The Codex application is currently suffering from a severe logging bug where it continuously writes massive amounts of data to a local SQLite feedback database. The affected files are located at:

~/.codex/logs_2.sqlite
~/.codex/logs_2.sqlite-wal
~/.codex/logs_2.sqlite-shm

📉 Impact on Hardware Endurance

The volume of data being written is unsustainable for consumer-grade hardware. Based on real-world observation, a machine with 21 days of uptime recorded approximately 37 TB of writes to the primary SSD.

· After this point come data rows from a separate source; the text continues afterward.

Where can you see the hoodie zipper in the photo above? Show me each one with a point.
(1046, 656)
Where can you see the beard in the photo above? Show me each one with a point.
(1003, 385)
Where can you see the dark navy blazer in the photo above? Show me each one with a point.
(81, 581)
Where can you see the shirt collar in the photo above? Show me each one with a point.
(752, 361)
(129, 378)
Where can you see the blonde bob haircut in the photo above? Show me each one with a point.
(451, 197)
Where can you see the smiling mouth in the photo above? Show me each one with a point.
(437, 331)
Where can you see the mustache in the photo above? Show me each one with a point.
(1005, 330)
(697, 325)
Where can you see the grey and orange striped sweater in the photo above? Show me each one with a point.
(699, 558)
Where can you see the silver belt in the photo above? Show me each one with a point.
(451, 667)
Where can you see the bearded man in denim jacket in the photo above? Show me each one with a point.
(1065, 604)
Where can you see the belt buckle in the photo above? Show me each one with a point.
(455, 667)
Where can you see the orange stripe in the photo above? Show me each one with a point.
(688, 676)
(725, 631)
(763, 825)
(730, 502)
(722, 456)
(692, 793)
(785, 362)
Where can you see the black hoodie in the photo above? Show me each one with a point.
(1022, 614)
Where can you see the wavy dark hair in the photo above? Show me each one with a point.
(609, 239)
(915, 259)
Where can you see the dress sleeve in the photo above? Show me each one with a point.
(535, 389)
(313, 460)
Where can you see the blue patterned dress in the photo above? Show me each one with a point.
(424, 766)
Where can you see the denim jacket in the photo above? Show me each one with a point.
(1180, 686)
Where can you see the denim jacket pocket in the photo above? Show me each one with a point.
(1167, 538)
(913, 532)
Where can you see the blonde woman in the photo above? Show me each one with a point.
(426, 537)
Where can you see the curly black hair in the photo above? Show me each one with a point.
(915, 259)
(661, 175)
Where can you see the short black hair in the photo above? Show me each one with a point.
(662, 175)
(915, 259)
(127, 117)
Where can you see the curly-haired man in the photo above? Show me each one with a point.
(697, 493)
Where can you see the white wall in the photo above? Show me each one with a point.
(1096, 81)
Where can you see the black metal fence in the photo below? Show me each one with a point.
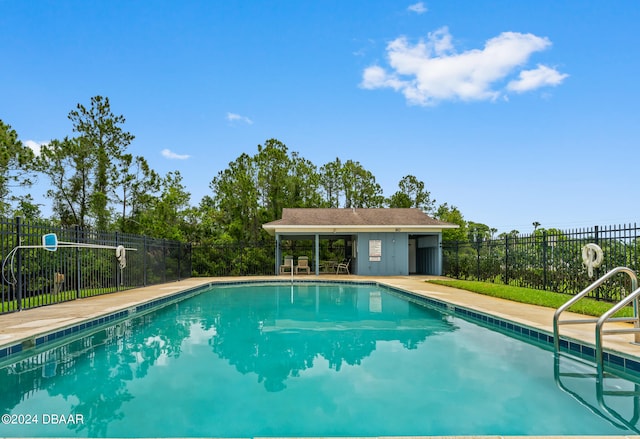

Using $\LaTeX$ to calculate the annual impact: $\text{Annual Write Volume} = \left( \frac{37\text{ TB}}{21\text{ days}} \right) \times 365\text{ days} \approx 642.38\text{ TB/year}$

Warning: Many consumer SSDs are rated for roughly $600\text{ TBW}$ (Total Bytes Written). At this rate, the software could ~~slowly wear down~~ completely exhaust the drive's warranted write endurance in less than one year.

🔍 Evidence Analysis

Evidence 1: The "Churn" Gap

While the database file size remains relatively small, the internal counters reveal a massive amount of churn (data being written and then deleted).

Metric	Value
Current File Size	`1.2 GiB`
Currently Retained Rows	`506,149`
Total Allocated Row IDs	`5,543,677,486`

There is a 10,000x discrepancy between the rows currently stored and the total number of IDs generated. This suggests that over 10 TB of data has been cycled through the logs, even before considering write amplification from indexes, page rewrites, and filesystem overhead.

Evidence 2: Log Level Distribution

The bulk of the write volume is driven by low-priority telemetry.

Distribution by Level:

TRACE: 70.7% (~732.5 MiB)
INFO: 25.7% (~266.5 MiB)
DEBUG: 3.0% (~30.6 MiB)
WARN: 0.6% (~5.9 MiB)

Primary Offenders (Target + Level):

codex_api::endpoint::responses_websocket (TRACE) $\rightarrow$ 527.4 MiB
codex_otel.log_only (INFO) $\rightarrow$ 141.2 MiB
codex_otel.trace_safe (INFO) $\rightarrow$ 121.2 MiB
log (TRACE) $\rightarrow$ 97.4 MiB
codex_client::transport (TRACE) $\rightarrow$ 60.1 MiB

Note: Filtering out TRACE logs and the specific OpenTelemetry INFO categories would eliminate approximately 96% of the log volume.

📝 Log Sample Analysis

High-Frequency `TRACE` Logs

These logs capture repetitive system events and WebSocket internals.

// Inotify events (extremely frequent)
mask: OPEN, name: Some("ld.so.cache") 37,982x TRACE log: inotify event: ...
mask: OPEN, name: Some("locale.alias") 23,843x TRACE log: inotify event: ...
mask: OPEN, name: Some("passwd") 3,639x TRACE log: inotify event: ...

// WebSocket/Tokio internals
tokio-tungstenite checkout /src/compat.rs:131 AllowStd.with_context 3,505x TRACE log: ...
tokio-tungstenite checkout /src/lib.rs:245 WebSocketStream.with_context 3,362x TRACE log: ...
tokio-tungstenite checkout /src/compat.rs:154 Read.read 3,356x TRACE log: ...

Dominant `INFO` Logs

These consist primarily of mirrored OpenTelemetry events.

843x INFO codex_client::custom_ca: using system root certificates...
334x INFO codex_otel.trace_safe: session_loop{thread_id= redacted }:submission_dispatch...
333x INFO codex_otel.log_only: session_loop{thread_id= redacted }:submission_dispatch...

⚡ Write Amplification

The actual disk pressure is higher than the "retained" database size suggests. In a brief 15-second window, the following was observed:

Metric	Before	After	Delta
Retained Rows	681,774	681,774	0
Max Row ID	5,003,347,015	5,003,383,226	+36,211

This proves that the system is writing tens of thousands of rows every few seconds, only to prune them immediately to keep the database size stable.

✅ Proposed Resolution Path

Disable TRACE level logging by default.
Filter out high-frequency inotify and tokio-tungstenite events.
Reduce the verbosity of codex_otel mirror logs.
Implement a more efficient log rotation or sampling strategy to reduce SSD wear.